Sure. Will, it’s Dave. I’ll take the questions. As you know we are at the 4000 BOE per day right now. Our gas component to that are the RU-3and RU-4 gas wells as well as our West Foreland 2 gas well which comprise little less than 600 BOE per day. The Armstrong acquisition adds 1,100 BOE per day which is all gas.

And then our drilling program between now and the end of our fiscal year, we’re going to have West McArthur River # 8 well which we are drilling currently. We as David mentioned approximately 3000 feet into that well and have an expected time frame on it which would put us towards the end of January if we don’t have any delays in drilling. And that is primarily targeting the oil sands of the Hemlock in our reserve report. Yes, we have that expected to IP in the 750 barrel a day range.
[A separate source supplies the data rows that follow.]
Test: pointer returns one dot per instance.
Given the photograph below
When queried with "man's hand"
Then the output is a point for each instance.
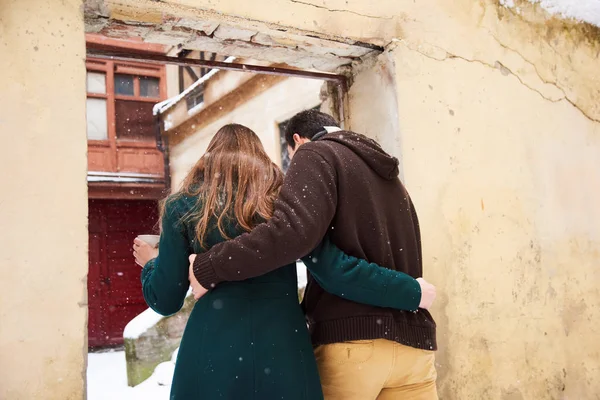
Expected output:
(197, 289)
(428, 293)
(143, 252)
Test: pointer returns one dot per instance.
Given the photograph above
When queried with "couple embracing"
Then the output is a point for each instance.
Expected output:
(234, 231)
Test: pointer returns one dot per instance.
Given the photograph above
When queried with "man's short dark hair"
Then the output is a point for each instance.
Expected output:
(307, 124)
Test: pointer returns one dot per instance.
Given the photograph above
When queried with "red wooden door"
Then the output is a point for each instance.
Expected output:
(114, 288)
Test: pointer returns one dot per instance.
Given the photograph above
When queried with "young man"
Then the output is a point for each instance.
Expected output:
(342, 184)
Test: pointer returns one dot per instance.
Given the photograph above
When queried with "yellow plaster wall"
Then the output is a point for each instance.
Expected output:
(43, 207)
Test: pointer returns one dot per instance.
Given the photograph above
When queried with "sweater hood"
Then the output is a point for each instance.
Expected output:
(368, 150)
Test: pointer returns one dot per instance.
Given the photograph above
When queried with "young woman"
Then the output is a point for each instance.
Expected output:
(247, 339)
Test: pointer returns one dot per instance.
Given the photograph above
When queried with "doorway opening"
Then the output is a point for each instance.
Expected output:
(157, 127)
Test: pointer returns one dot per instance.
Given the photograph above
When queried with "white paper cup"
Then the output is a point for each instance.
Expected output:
(152, 240)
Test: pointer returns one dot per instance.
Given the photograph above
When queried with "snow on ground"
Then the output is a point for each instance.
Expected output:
(580, 10)
(107, 371)
(107, 379)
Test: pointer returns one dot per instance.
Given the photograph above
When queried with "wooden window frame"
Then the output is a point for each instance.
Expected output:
(138, 69)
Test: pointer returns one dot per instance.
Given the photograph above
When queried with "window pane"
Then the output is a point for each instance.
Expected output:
(134, 120)
(96, 119)
(96, 82)
(124, 84)
(149, 87)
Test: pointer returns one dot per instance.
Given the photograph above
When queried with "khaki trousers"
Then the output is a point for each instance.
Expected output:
(376, 370)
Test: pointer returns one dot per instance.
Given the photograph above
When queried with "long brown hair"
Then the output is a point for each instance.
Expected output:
(234, 178)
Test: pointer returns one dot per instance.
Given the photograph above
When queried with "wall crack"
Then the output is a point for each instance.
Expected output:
(506, 71)
(334, 10)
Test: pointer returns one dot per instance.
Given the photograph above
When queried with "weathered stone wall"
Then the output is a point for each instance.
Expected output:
(499, 136)
(43, 206)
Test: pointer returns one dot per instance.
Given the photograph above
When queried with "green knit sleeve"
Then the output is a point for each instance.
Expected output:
(360, 281)
(165, 279)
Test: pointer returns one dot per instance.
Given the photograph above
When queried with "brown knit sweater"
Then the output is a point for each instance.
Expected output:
(343, 184)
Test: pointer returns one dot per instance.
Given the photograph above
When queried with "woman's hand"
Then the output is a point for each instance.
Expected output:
(143, 252)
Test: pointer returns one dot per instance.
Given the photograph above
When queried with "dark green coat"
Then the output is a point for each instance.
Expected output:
(248, 339)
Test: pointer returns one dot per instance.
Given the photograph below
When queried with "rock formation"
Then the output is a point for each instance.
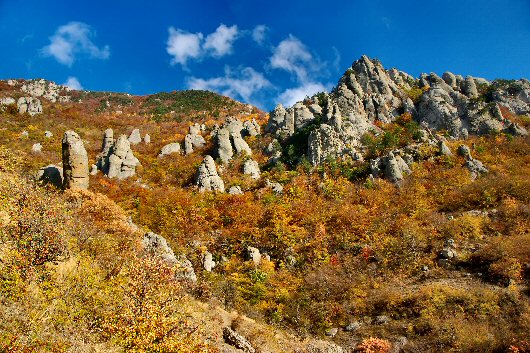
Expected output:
(75, 162)
(170, 148)
(207, 178)
(121, 161)
(135, 137)
(251, 167)
(29, 105)
(156, 246)
(193, 139)
(229, 140)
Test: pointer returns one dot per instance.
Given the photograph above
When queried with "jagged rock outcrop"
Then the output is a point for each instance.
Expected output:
(235, 190)
(46, 89)
(193, 139)
(368, 94)
(207, 178)
(29, 105)
(75, 162)
(135, 137)
(473, 165)
(119, 160)
(235, 339)
(251, 128)
(170, 148)
(36, 148)
(51, 174)
(207, 261)
(392, 167)
(156, 246)
(229, 140)
(251, 167)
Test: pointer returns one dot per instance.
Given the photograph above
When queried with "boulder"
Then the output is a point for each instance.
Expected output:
(134, 137)
(156, 246)
(235, 190)
(235, 339)
(121, 161)
(170, 148)
(36, 148)
(251, 128)
(254, 255)
(29, 105)
(251, 167)
(319, 346)
(208, 262)
(51, 174)
(207, 178)
(75, 162)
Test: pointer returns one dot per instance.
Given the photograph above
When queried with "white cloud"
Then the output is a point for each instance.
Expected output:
(292, 95)
(259, 33)
(183, 45)
(243, 84)
(72, 39)
(292, 56)
(73, 83)
(220, 42)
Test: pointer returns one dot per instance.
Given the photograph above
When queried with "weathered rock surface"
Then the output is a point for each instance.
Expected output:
(156, 246)
(46, 89)
(251, 167)
(473, 165)
(193, 139)
(75, 162)
(229, 140)
(207, 178)
(29, 105)
(120, 160)
(170, 148)
(135, 137)
(235, 190)
(235, 339)
(51, 174)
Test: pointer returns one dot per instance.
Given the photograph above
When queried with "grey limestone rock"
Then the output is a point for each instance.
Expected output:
(170, 148)
(207, 178)
(235, 339)
(29, 105)
(75, 162)
(51, 174)
(251, 167)
(254, 255)
(36, 148)
(135, 137)
(235, 190)
(121, 161)
(156, 246)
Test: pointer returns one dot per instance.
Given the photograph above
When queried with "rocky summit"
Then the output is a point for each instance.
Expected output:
(390, 214)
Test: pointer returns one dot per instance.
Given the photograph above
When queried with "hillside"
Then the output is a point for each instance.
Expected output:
(392, 212)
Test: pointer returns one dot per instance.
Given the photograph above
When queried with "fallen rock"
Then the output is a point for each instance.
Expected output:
(207, 178)
(251, 167)
(134, 137)
(75, 162)
(235, 190)
(156, 246)
(254, 255)
(121, 161)
(29, 105)
(36, 148)
(170, 148)
(235, 339)
(51, 174)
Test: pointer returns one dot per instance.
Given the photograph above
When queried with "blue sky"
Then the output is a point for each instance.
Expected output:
(260, 52)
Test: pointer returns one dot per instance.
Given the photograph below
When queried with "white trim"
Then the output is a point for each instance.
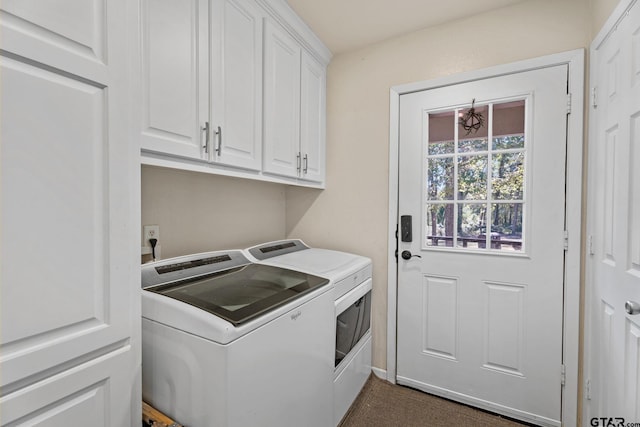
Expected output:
(571, 347)
(609, 27)
(380, 373)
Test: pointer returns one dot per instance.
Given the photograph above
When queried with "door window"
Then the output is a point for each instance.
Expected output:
(475, 178)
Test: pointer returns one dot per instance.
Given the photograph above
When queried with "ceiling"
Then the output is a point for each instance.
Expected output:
(344, 25)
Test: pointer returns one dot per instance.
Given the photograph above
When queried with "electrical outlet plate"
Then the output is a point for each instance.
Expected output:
(150, 232)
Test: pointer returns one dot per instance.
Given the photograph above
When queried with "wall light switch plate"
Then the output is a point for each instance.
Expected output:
(150, 232)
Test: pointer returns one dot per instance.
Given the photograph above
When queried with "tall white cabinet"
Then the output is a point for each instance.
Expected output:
(202, 81)
(69, 194)
(233, 87)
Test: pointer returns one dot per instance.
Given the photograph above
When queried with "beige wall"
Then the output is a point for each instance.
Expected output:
(200, 212)
(600, 12)
(352, 213)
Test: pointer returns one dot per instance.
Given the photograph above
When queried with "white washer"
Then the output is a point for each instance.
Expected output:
(226, 342)
(351, 275)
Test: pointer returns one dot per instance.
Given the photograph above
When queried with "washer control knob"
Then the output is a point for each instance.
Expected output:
(408, 255)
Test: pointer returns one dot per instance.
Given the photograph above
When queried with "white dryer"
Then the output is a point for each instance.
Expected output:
(351, 276)
(227, 342)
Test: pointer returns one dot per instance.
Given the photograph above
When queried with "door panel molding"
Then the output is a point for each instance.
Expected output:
(575, 62)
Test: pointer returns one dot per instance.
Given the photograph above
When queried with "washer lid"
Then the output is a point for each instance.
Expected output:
(242, 293)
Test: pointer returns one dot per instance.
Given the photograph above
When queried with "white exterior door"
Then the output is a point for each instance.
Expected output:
(69, 192)
(480, 303)
(613, 381)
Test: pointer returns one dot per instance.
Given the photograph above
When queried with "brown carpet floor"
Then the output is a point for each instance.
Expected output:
(383, 404)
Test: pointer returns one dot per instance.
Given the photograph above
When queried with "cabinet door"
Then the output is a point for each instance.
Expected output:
(312, 118)
(236, 27)
(282, 102)
(175, 77)
(69, 191)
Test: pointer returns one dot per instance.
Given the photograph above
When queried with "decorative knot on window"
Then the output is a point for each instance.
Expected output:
(471, 121)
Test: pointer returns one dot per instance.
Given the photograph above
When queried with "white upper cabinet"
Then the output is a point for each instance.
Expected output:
(233, 87)
(236, 86)
(312, 118)
(294, 127)
(282, 102)
(175, 77)
(202, 80)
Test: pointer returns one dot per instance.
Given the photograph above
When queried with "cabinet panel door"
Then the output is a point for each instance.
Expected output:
(312, 119)
(69, 192)
(282, 102)
(174, 77)
(237, 83)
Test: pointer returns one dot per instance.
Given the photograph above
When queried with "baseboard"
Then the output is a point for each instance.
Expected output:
(380, 373)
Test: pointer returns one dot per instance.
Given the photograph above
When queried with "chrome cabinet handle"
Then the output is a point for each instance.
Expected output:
(206, 137)
(219, 148)
(632, 307)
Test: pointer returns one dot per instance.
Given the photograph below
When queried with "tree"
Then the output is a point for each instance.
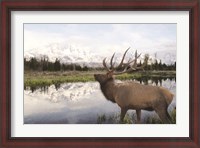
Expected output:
(57, 65)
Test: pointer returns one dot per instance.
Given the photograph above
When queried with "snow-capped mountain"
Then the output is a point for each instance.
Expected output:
(67, 53)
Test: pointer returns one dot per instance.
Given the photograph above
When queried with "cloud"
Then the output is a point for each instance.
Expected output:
(103, 39)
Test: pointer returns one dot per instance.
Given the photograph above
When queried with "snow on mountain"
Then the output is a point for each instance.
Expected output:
(67, 53)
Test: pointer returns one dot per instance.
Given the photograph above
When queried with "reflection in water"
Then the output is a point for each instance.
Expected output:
(77, 102)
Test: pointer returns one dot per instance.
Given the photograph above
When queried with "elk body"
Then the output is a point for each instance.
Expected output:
(132, 95)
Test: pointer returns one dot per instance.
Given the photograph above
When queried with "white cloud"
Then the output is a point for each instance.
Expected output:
(103, 39)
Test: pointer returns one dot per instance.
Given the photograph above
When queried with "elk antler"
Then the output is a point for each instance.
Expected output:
(129, 66)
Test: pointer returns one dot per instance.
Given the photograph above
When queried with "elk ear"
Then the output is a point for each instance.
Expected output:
(110, 74)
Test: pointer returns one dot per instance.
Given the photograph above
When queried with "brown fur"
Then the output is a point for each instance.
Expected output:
(132, 95)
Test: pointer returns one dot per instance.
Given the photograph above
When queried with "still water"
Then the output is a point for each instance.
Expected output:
(78, 103)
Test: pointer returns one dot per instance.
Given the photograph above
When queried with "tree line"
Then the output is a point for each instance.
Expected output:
(44, 64)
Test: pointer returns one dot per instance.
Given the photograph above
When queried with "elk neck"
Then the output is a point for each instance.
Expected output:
(108, 88)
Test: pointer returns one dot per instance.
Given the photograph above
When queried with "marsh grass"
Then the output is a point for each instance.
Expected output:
(39, 79)
(130, 118)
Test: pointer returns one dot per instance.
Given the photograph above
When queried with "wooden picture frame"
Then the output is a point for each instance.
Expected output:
(193, 6)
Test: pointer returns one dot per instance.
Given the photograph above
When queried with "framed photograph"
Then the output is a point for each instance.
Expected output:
(100, 73)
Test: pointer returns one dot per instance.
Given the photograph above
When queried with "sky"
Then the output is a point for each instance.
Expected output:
(103, 39)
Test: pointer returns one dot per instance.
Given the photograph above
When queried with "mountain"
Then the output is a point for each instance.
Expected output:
(67, 53)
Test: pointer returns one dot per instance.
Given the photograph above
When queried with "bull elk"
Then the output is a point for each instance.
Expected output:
(132, 95)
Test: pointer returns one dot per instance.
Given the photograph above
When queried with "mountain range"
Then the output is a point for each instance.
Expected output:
(67, 53)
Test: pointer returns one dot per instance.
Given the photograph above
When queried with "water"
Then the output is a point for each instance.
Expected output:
(77, 103)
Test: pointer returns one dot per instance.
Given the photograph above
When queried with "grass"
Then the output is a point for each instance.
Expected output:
(131, 119)
(38, 79)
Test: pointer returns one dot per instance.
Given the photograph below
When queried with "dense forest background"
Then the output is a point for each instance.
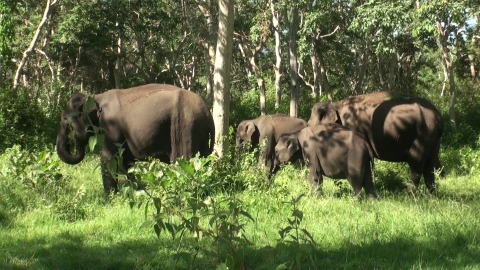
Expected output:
(222, 212)
(286, 56)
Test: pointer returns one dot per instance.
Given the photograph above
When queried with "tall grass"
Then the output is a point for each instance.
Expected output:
(68, 224)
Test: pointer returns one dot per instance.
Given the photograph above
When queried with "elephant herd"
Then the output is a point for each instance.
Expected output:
(340, 140)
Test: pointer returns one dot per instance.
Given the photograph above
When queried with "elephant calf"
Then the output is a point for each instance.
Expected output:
(154, 120)
(331, 150)
(267, 128)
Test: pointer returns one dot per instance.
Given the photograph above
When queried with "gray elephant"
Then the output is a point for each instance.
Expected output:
(399, 129)
(154, 120)
(267, 129)
(331, 150)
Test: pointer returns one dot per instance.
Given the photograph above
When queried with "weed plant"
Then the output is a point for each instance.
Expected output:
(223, 213)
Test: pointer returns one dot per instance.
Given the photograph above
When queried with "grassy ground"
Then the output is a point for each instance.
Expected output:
(398, 231)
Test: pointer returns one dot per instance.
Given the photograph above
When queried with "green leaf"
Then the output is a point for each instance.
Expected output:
(298, 214)
(282, 266)
(296, 200)
(157, 230)
(222, 266)
(246, 214)
(147, 224)
(309, 236)
(89, 104)
(186, 166)
(92, 141)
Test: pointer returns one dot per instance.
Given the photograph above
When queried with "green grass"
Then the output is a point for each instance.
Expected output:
(398, 231)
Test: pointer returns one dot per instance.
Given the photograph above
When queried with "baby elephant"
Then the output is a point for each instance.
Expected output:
(331, 150)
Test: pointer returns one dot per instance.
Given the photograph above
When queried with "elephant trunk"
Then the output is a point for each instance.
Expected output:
(64, 148)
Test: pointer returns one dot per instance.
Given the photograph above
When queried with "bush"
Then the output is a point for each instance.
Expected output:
(23, 122)
(30, 179)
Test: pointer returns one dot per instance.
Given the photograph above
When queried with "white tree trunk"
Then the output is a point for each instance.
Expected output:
(221, 77)
(293, 61)
(34, 41)
(278, 57)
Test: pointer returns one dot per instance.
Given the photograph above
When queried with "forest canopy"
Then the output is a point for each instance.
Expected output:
(286, 55)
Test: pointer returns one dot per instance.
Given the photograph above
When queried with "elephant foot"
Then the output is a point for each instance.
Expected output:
(411, 188)
(316, 191)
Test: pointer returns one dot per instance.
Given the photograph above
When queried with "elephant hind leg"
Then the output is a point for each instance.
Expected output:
(109, 182)
(368, 184)
(429, 175)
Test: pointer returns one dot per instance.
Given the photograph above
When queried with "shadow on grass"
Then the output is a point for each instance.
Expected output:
(68, 251)
(397, 254)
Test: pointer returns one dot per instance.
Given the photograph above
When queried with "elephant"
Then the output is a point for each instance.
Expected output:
(331, 150)
(154, 120)
(398, 128)
(269, 128)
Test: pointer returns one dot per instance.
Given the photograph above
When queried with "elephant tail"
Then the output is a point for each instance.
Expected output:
(212, 135)
(371, 156)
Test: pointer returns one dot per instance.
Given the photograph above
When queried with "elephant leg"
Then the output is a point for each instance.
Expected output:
(415, 176)
(316, 181)
(429, 175)
(109, 182)
(356, 183)
(368, 184)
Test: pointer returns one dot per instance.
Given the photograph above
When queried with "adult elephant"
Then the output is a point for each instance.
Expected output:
(154, 120)
(399, 129)
(267, 129)
(334, 151)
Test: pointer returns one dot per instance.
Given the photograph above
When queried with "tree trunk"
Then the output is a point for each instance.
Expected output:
(249, 55)
(324, 83)
(221, 78)
(316, 83)
(34, 41)
(209, 47)
(293, 61)
(448, 69)
(117, 72)
(278, 57)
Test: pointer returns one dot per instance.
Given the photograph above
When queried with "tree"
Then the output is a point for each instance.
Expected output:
(34, 41)
(221, 78)
(293, 59)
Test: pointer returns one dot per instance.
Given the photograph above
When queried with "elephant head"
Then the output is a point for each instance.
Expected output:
(247, 131)
(323, 114)
(73, 124)
(286, 148)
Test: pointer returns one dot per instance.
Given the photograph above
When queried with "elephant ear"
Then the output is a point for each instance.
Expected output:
(322, 114)
(252, 132)
(250, 128)
(293, 144)
(330, 115)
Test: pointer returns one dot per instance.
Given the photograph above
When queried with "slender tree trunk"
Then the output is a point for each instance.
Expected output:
(278, 57)
(221, 78)
(293, 61)
(209, 47)
(249, 55)
(316, 83)
(473, 71)
(117, 72)
(33, 43)
(325, 84)
(448, 68)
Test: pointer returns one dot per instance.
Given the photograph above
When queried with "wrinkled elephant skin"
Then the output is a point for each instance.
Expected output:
(154, 120)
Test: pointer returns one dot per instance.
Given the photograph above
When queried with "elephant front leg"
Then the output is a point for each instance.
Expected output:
(316, 181)
(109, 182)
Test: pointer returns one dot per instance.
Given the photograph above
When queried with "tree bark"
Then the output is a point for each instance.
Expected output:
(34, 41)
(448, 68)
(278, 57)
(250, 58)
(221, 78)
(293, 61)
(209, 47)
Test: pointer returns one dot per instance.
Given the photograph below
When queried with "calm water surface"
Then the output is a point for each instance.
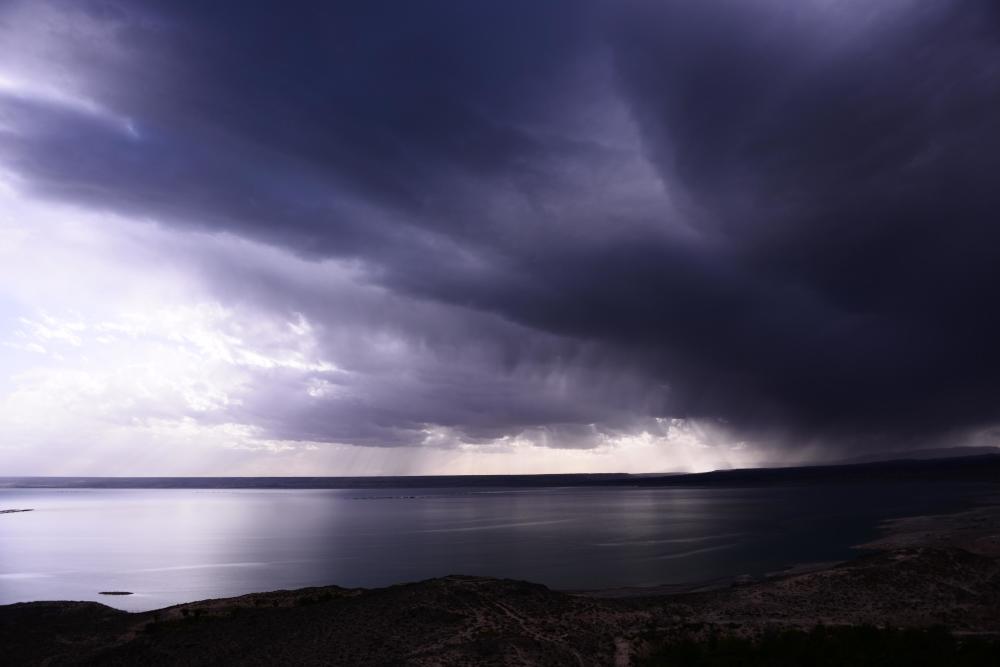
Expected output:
(170, 546)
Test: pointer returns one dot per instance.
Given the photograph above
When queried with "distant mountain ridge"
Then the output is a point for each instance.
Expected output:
(978, 467)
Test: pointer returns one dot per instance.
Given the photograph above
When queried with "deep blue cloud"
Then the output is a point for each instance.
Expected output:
(818, 260)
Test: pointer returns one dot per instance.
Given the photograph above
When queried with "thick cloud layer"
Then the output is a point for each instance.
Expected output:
(571, 219)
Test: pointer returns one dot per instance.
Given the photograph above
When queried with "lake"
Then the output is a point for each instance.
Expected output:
(178, 545)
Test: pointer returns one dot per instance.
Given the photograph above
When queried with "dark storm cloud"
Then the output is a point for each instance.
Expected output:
(817, 260)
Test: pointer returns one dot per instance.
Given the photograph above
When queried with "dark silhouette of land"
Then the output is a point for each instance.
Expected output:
(928, 590)
(975, 468)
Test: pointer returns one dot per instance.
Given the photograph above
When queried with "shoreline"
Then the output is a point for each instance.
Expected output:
(921, 572)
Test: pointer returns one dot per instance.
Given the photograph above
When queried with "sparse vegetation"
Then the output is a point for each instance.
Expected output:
(832, 647)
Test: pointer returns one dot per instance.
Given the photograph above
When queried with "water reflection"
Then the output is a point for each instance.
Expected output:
(172, 546)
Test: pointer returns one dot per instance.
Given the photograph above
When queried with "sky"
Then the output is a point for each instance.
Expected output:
(454, 237)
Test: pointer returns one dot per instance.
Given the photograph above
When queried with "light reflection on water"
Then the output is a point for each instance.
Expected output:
(170, 546)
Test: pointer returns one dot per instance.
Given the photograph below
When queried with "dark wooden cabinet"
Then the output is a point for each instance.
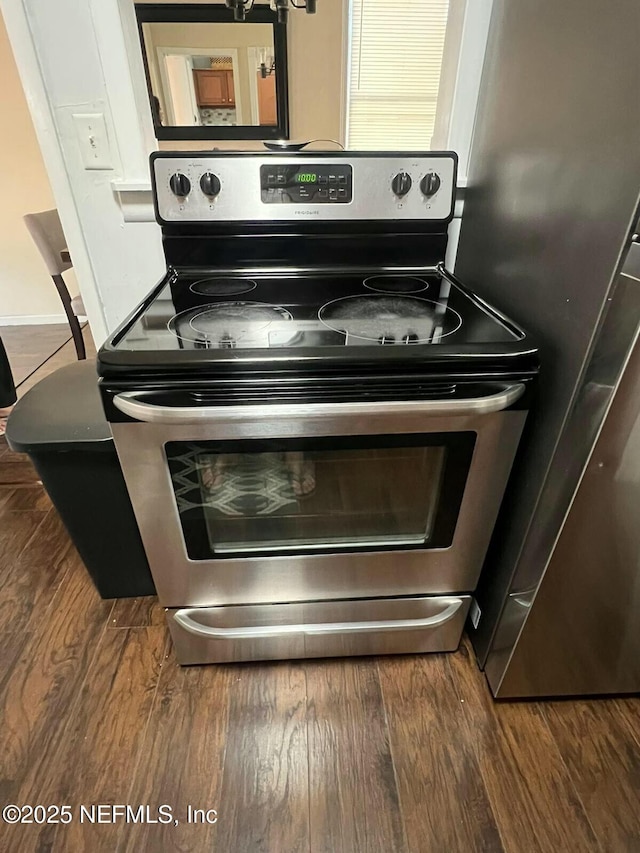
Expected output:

But like the Sword #1 well we will also have targets in the Tyonek and as David mentioned, we are planning to take that well down into the Jurassic as well which is a well bed bearing source rock for the Hemlock. After that well is complete, we’d expect to drill the West McArthur River 9 well, which was largely the same set of targets, so mostly oil. And again about 750 barrel oil per day IP in production rate.

On platform we still have a few weeks to go before we begin drilling the South Step Out which we refer to as the readout # 9 well. And that’s again primarily targeting the Hemlock sands and has a expected IP rate of 750 barrels a day. So if you take where we are and add those three wells which we would expect to complete before the end of our fiscal year, you mainly be adding oil production from those wells but there is the potential for some additional gas.

With respect to the gas activities while we are finishing up our Otter #1 well, we wouldn’t be bringing that on to production, we’re just going to test it. Spread wouldn’t be adding to current production and the same thing is true with our Susitna project at [indiscernible] Creek. We just be drilling and testing.

With the Armstrong acquisition though we do have a field, which we can drill and produce immediately and we’d expect to do some work in the Armstrong field before our fiscal year-end and we’d expect that to immediately add to production. And we think that there is the ability to potentially increase production by about 600 to 1,000 BOE per day of gas. And that would be the makeup of our additional production before fiscal year-end if we’re successful on those projects.

Unidentified Analyst

Okay, thanks guys. It’s great that Armstrong deal looks like a great deal.

David M. Hall

Yes, we’re very excited, we were kind of fortunate in terms of our timing and it’s a nice field and the sellers has better opportunities for their capital up on the North Slope, so it was a good deal for all parties.

Unidentified Analyst

That’s great, all right. Thanks guys.

David M. Hall

You bet.

Operator

Thank you. Our next question comes from the line of Kim Pacanovsky with Imperial Capital. Please go ahead.

Kim M. Pacanovsky – Imperial Capital LLC

Hi, guys, how are you?

Scott M. Boruff

Hi, Kim.

Kim M. Pacanovsky – Imperial Capital LLC

Hi, okay. I have a couple more questions on North Fork. First of all, in the release that was on the initial release for the acquisition, is it sort of the PV-10 was $95 million, and then in the release that you put out today with the 12-1 reserves, it’s $68 million?

Scott M. Boruff

It’s correct. The release we put out initially, Ryder Scott to the full 12 and 3P reserve reports for us on the acquisition.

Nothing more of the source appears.